Doubt clouded her features
“Try again,” I urged.
She started–slow at first, her posture stiff. We cheered. She ignored us, her features set in concentration–but the grin was back. She approached a cul-de-sac-type curve, and I yelled, “Look left!”
“I know,” she yelled back, still facing forward. “I got this.”
Our bodies follow what we hold in our sights with unwavering instinct. The path we place our dreams upon are no different. Looking forward keeps me moving ahead. Twists and turns along the way are inevitable. Sometimes I lose my focus, but the way isn’t lost–the view needs an adjustment.
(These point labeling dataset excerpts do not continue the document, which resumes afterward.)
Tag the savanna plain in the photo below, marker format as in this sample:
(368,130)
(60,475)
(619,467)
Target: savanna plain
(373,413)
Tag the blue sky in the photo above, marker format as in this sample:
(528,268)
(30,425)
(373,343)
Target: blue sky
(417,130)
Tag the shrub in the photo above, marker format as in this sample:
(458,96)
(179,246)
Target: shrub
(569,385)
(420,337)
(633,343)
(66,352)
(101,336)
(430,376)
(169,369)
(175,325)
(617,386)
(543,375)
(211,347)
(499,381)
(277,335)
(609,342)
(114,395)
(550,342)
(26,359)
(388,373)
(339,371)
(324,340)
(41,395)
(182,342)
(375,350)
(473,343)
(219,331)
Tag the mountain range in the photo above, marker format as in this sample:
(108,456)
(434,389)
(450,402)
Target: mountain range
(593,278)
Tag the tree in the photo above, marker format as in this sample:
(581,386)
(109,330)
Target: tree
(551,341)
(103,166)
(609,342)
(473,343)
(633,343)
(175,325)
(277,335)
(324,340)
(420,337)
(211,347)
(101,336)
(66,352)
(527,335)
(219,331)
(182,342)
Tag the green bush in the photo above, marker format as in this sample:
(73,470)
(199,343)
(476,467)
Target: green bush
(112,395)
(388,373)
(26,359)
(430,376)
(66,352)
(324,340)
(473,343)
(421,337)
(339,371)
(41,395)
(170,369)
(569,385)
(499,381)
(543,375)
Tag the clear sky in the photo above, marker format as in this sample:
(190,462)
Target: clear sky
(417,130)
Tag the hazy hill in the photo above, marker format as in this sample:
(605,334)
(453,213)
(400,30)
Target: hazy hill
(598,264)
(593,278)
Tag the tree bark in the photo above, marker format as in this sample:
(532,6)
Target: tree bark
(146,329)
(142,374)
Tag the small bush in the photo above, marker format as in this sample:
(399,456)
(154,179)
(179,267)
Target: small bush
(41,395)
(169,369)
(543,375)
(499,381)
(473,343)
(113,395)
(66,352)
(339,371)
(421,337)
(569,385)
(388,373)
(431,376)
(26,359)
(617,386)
From the road, our previous driveway resembled a lower-case b–the long stroke a downward incline to the garage, while the circle preceded the front of the house. My youngest daughter biked a path up the circle’s graduated slope. She rounded the last bend, heading back down, then quickly realized the error of that direction. The bike gained momentum, charging down the descent like greased lightening. Lauren did what any kid would do, she turned a panicked look to mom for help, and with that, I became her new destination. Her two-wheeled rocket jumped the curb, aimed straight for my back and the brick of our home. I was gardening on my knees. My husband watched his child–a 45 pound heat-seeking missile at full speed–hone in on his oblivious wife, and he ran; he lifted Lauren off the bike seconds before the metal frame rammed my body.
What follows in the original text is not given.